Nass has more to give with hoops hall

Herald Sports Editor

The Indiana Basketball Hall of Fame is around to immortalize the past. But it’s not the past that captivates Alan Nass.

Instead, Nass would rather steer the narrative toward what’s to come for the Hall of Fame in New Castle. Nass was inducted there last year, and now, the Huntingburg resident is even more entrenched in the hoops hall as he was named earlier this week to its board of directors. His four-year term begins July 1.

Interest in the Hall remains rollicking, said Nass, 73. And if business wasn’t good, he wouldn’t have been interested in becoming more involved.


“They do (good business). And if they didn’t and if the organization wasn’t active and energetic and forward-looking, I wouldn’t have consented to being on the board of directors,” said Nass, the 1959 Huntingburg High School graduate who earned a spot on the Indiana All-Star team and progressed to a standout career at Georgia Tech.

“Just to have my name on there, that’s meaningless to me. But to be part of an organization that promotes Indiana basketball and the spirit of Indiana basketball, which is probably different than any other place in the country over the years, to be part of that, to be around people that I know I’ll be serving with — Ray Pavy being one, Sam Alford being another — to be part of an active organization that’s promoting something I spent a good deal of my life either practicing or playing, that was such a camaraderie.”

Nass was actually earmarked for the board position by Alford, the Hall of Fame’s executive vice president whose son Steve starred at nearby New Castle High School and now coaches at UCLA.

Alford asked Nass a few months ago if he’d be interested, and both parties recognized the profit from the arrangement. Nass fit a duality of needs, as the new 15-member board is comprised heavily of former coaches and just two other representatives from south of Indianapolis. With Nass, they get a former player and southern flavor — as well as a business pedigree as Nass represents the fourth of five generations to run Huntingburg’s Nass and Son Funeral Home.

“One of the things that (Sam Alford) told me ... was that being from the business world, maybe I could add something from the business world to the board of directors,” Nass said.

Nass indicated there’s a good chance he’ll jump in with the investment and budget committee, as board members are farmed out to committees that suit their interests and strengths. There’s more to the gig — fundraising ventures, banquets and board meetings in New Castle four times annually. Nass embraces the demands to come.

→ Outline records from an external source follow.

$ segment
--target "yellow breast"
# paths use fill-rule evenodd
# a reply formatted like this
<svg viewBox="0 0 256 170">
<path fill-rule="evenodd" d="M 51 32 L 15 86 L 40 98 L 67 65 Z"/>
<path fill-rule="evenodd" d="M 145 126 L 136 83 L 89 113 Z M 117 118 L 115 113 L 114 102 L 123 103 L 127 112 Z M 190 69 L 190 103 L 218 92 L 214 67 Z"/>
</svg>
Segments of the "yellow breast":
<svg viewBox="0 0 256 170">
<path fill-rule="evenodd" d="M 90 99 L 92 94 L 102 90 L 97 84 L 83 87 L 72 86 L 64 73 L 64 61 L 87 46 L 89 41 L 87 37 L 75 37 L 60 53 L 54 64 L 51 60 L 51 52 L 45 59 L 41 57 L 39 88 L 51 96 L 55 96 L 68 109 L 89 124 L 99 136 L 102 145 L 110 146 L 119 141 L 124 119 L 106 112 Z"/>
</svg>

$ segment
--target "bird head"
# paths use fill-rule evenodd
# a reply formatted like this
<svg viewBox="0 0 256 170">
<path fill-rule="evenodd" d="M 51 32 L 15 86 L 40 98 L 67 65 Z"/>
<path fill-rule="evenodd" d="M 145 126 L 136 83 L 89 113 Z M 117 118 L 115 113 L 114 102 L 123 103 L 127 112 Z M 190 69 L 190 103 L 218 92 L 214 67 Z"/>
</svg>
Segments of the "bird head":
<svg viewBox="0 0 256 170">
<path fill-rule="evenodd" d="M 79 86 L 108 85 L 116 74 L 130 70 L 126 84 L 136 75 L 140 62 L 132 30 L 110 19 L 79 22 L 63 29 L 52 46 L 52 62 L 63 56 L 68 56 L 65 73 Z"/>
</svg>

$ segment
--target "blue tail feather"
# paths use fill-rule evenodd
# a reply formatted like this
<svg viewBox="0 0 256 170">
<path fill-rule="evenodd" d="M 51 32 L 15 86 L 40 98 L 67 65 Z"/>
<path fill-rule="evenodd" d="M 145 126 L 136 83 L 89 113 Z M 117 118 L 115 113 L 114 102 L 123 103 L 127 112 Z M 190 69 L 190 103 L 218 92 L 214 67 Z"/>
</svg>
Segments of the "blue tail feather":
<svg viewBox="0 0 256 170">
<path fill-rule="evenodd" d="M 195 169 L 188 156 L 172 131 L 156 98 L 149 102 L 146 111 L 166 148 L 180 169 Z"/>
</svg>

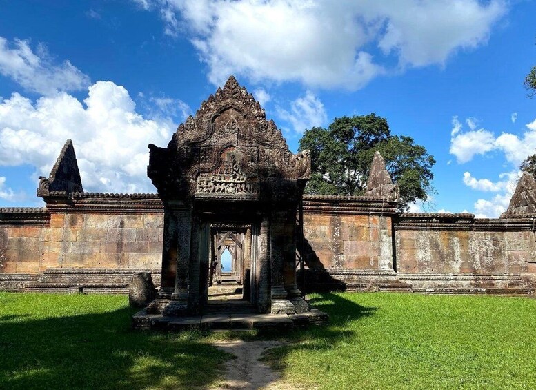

“I’m fortunate enough that right now, I have the time to do that,” he said. “And it’s something that I’m very interested in.”

There’s been more and more things to see — and even to touch — at the 14,000-square-foot museum. Outside of the traditional memorabilia and exhibits behind glass cases, new interactive exhibits have opened where fans can attempt a “winning shot” themselves, “block the shot” of Oscar Robertson, or become a broadcaster making the call of the big game. An extensive research library is also included, as fans can dig up information about now-defunct high schools and even watch archived game films upon request.

“If somebody has not attended the Indiana Basketball Hall of Fame, it’s well worth their time and their energy. In fact, you can’t take in everything in one trip,” Nass said. “I’d say from my knowledge, it’s probably the top basketball hall of fame in the country.”

It’s always looking for more from fans who may be holding on to some tidbit of Hoosier hoops history that would be of interest to Hall of Fame visitors.

“We’d encourage people that have memorabilia to let us know,” Nass said.

Some of Nass’ belongings are in the mix, as the most recent Hall of Fame inductees each have a personal display set up in the museum’s main entrance. Nass has his All-Star gear, pictures, posters and his Huntingburg letter jacket displayed. After a year, those belongings are packed back up in a box and returned as the next Hall of Fame class takes center stage. When Nass’ turn in the spotlight expires, though, his behind-the-scenes work will just be revving up.

“Whenever you’re inducted into the Hall of Fame, they ask you to give a three-minute speech, and what you hear throughout is it’s very humbling,” Nass said. “And it’s not only humbling to be selected, but it’s also very humbling to be selected as part of the leadership for that organization.”